Testimony of Jerry Mayhorn:

I saw the mob running the Negroes and beating them and killing them. I saw thirty white men beating one Negro. They clubbed the Negro to death. I saw the mob shooting into the homes of Negroes and throwing stones into them. The women and children were as bad as the men. The man that worked with me in the Stock Yards swam the creek to escape the mob and they stopped to beat another Negro man to death. He escaped. I saw the mob set fire to the church and to the school; then they ran. This was about seven o'clock in the evening. I ran through the Stock Yards and down the railroad to Brooklyn, carrying my three children. I saw the soldiers, who seemed to run a little pretense, and the mob just kept on killing Negroes. The soldiers searched the colored men, but I never saw them attempt to search any of the white men.

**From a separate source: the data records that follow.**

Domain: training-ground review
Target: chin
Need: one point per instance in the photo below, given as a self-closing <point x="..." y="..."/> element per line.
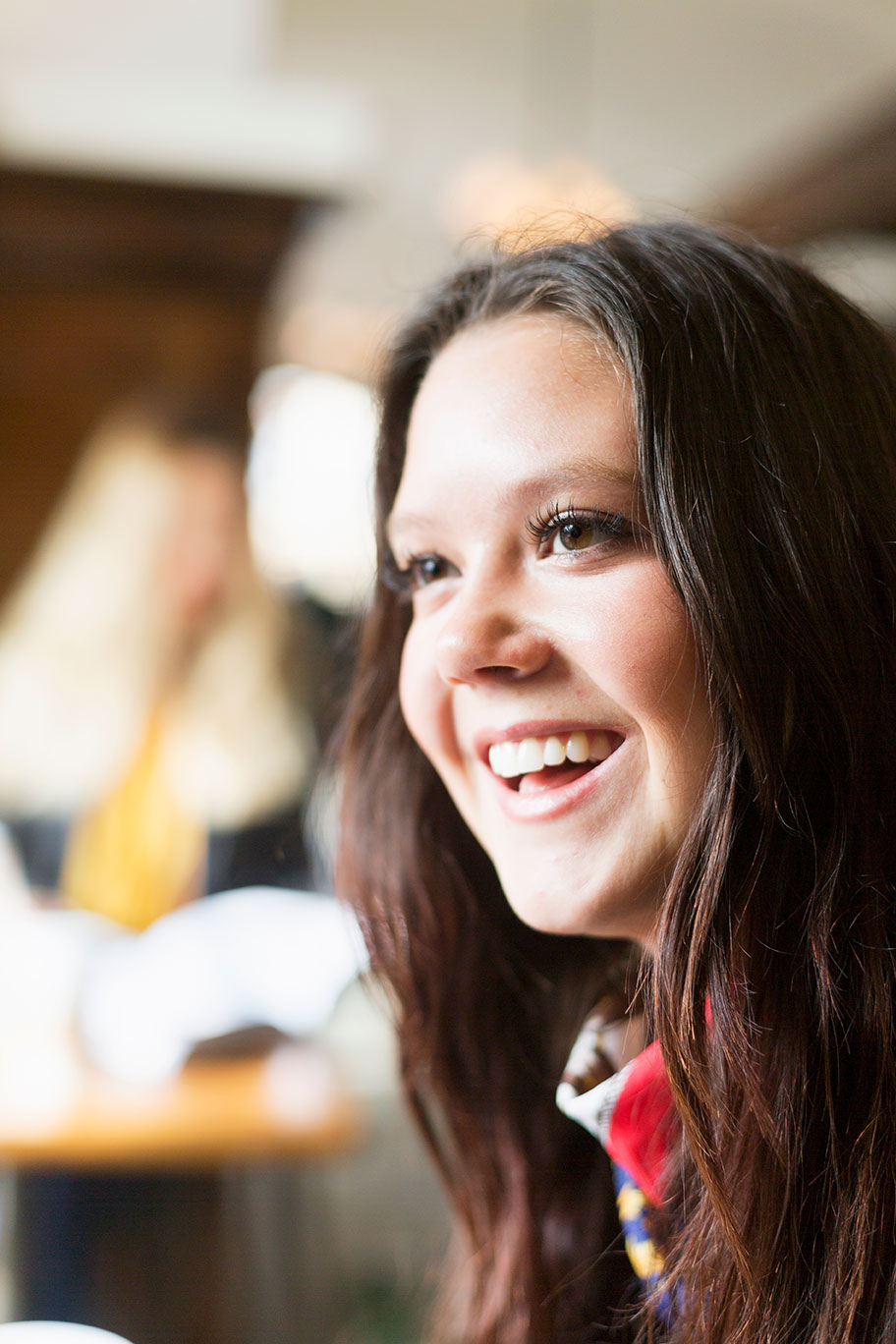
<point x="588" y="914"/>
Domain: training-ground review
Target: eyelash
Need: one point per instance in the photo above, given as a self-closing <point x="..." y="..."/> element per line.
<point x="541" y="527"/>
<point x="545" y="523"/>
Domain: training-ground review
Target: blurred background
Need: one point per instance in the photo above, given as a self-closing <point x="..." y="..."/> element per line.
<point x="211" y="214"/>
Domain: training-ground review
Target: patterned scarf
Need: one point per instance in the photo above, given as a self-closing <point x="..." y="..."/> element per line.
<point x="633" y="1114"/>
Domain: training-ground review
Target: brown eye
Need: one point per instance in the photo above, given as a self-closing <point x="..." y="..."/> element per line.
<point x="575" y="535"/>
<point x="427" y="569"/>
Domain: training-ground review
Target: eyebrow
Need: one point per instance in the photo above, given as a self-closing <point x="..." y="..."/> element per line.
<point x="575" y="476"/>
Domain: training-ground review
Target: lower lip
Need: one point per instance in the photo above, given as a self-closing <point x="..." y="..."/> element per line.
<point x="548" y="804"/>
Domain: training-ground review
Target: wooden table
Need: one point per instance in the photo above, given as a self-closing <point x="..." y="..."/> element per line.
<point x="129" y="1188"/>
<point x="285" y="1105"/>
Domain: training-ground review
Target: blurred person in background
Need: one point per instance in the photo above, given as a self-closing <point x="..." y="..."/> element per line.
<point x="150" y="746"/>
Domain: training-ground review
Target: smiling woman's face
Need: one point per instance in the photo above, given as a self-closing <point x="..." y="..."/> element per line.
<point x="548" y="674"/>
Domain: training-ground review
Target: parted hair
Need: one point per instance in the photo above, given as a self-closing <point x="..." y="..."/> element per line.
<point x="766" y="446"/>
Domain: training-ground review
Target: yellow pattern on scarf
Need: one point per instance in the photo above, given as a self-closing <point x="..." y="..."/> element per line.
<point x="138" y="854"/>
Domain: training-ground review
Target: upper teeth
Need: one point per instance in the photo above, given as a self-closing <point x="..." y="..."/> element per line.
<point x="531" y="755"/>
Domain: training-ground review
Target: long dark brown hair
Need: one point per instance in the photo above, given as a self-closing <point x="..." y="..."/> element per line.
<point x="766" y="424"/>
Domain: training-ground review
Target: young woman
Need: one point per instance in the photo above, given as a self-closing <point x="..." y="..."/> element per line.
<point x="624" y="730"/>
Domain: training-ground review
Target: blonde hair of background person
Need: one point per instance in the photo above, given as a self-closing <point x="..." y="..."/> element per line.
<point x="141" y="617"/>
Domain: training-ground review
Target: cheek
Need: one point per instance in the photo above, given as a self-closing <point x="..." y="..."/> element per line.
<point x="422" y="695"/>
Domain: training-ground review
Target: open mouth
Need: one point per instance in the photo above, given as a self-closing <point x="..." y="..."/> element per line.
<point x="547" y="762"/>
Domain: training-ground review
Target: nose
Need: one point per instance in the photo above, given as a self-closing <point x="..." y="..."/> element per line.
<point x="486" y="636"/>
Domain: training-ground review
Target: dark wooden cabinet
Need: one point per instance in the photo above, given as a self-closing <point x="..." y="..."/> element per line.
<point x="110" y="287"/>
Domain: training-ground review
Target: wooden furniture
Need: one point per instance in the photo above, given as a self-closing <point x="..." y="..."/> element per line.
<point x="110" y="287"/>
<point x="132" y="1201"/>
<point x="286" y="1105"/>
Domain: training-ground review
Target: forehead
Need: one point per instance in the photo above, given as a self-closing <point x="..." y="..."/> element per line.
<point x="516" y="401"/>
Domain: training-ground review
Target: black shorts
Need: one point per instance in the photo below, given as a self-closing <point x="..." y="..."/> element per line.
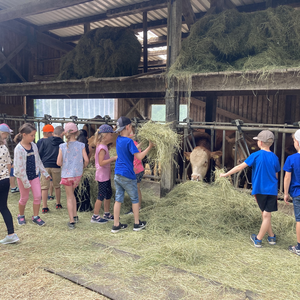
<point x="104" y="190"/>
<point x="267" y="203"/>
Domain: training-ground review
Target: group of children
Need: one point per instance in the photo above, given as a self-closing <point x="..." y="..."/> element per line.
<point x="65" y="161"/>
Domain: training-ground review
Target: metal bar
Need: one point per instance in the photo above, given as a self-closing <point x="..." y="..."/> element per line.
<point x="282" y="162"/>
<point x="275" y="142"/>
<point x="233" y="128"/>
<point x="39" y="130"/>
<point x="242" y="148"/>
<point x="235" y="156"/>
<point x="184" y="169"/>
<point x="223" y="149"/>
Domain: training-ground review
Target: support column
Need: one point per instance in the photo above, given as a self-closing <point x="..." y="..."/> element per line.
<point x="172" y="97"/>
<point x="145" y="42"/>
<point x="86" y="27"/>
<point x="211" y="108"/>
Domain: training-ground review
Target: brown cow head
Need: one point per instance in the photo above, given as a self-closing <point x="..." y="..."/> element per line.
<point x="230" y="145"/>
<point x="200" y="161"/>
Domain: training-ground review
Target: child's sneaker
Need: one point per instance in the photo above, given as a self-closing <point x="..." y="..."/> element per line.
<point x="272" y="240"/>
<point x="140" y="226"/>
<point x="71" y="225"/>
<point x="21" y="220"/>
<point x="116" y="229"/>
<point x="256" y="242"/>
<point x="45" y="210"/>
<point x="129" y="212"/>
<point x="294" y="249"/>
<point x="98" y="219"/>
<point x="15" y="190"/>
<point x="108" y="216"/>
<point x="9" y="239"/>
<point x="38" y="221"/>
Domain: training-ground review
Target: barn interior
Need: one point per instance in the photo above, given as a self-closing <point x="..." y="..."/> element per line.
<point x="36" y="36"/>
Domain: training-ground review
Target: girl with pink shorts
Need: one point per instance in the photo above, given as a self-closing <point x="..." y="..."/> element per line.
<point x="27" y="165"/>
<point x="72" y="158"/>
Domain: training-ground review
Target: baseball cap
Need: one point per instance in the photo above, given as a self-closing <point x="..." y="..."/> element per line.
<point x="297" y="135"/>
<point x="71" y="127"/>
<point x="105" y="129"/>
<point x="48" y="128"/>
<point x="5" y="128"/>
<point x="264" y="136"/>
<point x="122" y="123"/>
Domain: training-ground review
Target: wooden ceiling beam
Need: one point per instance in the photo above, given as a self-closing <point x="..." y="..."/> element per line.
<point x="188" y="13"/>
<point x="35" y="7"/>
<point x="109" y="14"/>
<point x="152" y="42"/>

Testimony of Robert Hersey, age 20 years:

I have lived in East St. Louis since the 25th of March, 1917. I came here because of bad treatment and poor wages. I worked in a tobacco factory in St. Louis, Mo., and received two dollars a day.

Before the riot everyone seemed friendly toward me. I never got into the thickest of the men or riot, but they hit me with clubs, bricks, and stamped me on the head. They broke my arm. But for all of that I got away from them.

I shall never return to the South whatever may happen to me here, for in the South it is always killing and burning some of our people. No let up on bad treatment and no wages either. Men must work for eighty cents a day, women for fifty cents a week, and if the whites choose not to pay that, they won't do it. I shall stay in St. Louis, Mo.